Eric would lie on a stretcher, clutching his chest, signing, “Oh, the pain is so bad! Oh, pain, pain, pain!”

“Where is the pain?” the doctor would ask, and I’d sign for Eric.

“Pain in the chest, pain in the back, it’s really bad, bad,” Eric would sign back.

“On a scale of one to ten, how bad is it?”

Eric would sign, “Ten, ten, ten,” putting his thumb up in the air and shaking it back and forth for “ten.”

“What do you need?” The doctor would always ask this, as each sickle cell patient had a regimen that worked specifically for him.

“Intravenous Demerol and Percocet” was always Eric’s reply.

The doctor would say, “Okay,” and leave the room to order the medication.

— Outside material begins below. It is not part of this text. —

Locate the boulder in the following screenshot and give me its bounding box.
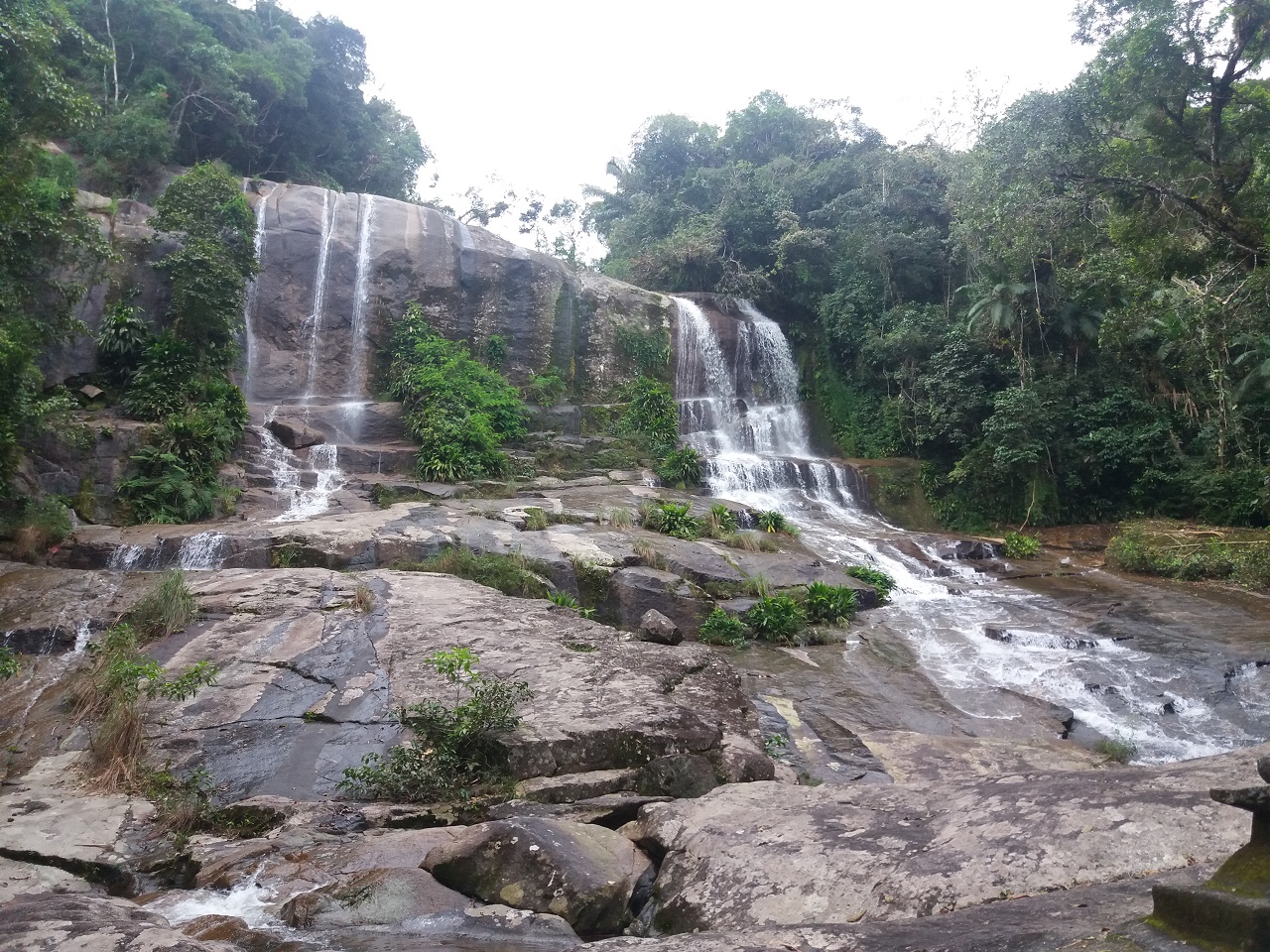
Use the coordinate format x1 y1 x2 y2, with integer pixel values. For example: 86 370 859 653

Sometimes Eric would clutch my hand to his chest or his face in front of the doctor as if I were providing him comfort. Once the doctor would walk out of the room, Eric would open up one eye and a big grin would hit his face. He’d sit up and sign, “Hey, what’s up?” and chat on perfectly calmly.

Then he’d see the doctor coming in his direction and would throw himself back down and groan, the pain having returned again.

I was not allowed by the code of ethics of interpreters to tell the doctor that the guy was a lying dog, that he did not have any pain at all. I just watched the doctor write out the prescription and hand it to Eric, and then he’d be happy. He got what he wanted and he’d saunter out the door. I think it took five years for one of the doctors to say, “I don’t think that guy has sickle cell!”

THESE WERE THE kinds of things I watched at the hospital as an interpreter. I was an observer more than I was ever a participant in a lot of this, and I was never allowed to speak for myself.

But one day I had to speak up. I broke the code of ethics, because I couldn’t stand it anymore.

A young man came into the hospital. He was a really strong-looking fellow who played football at Gallaudet, the university for the deaf in Washington, D.C. Students from all over the world came to Gallaudet to get the college education not available to them in their home countries. This young man was from Africa and he came in with kidney failure. Nobody knew why he was in kidney failure. He did not use drugs, he did not drink, and nobody the medical staff interviewed knew anything about this young man’s lifestyle that would have led to such an illness. He was a sports and health nut.

His mother was in Chicago and they notified her that her son was in critical condition with kidney failure.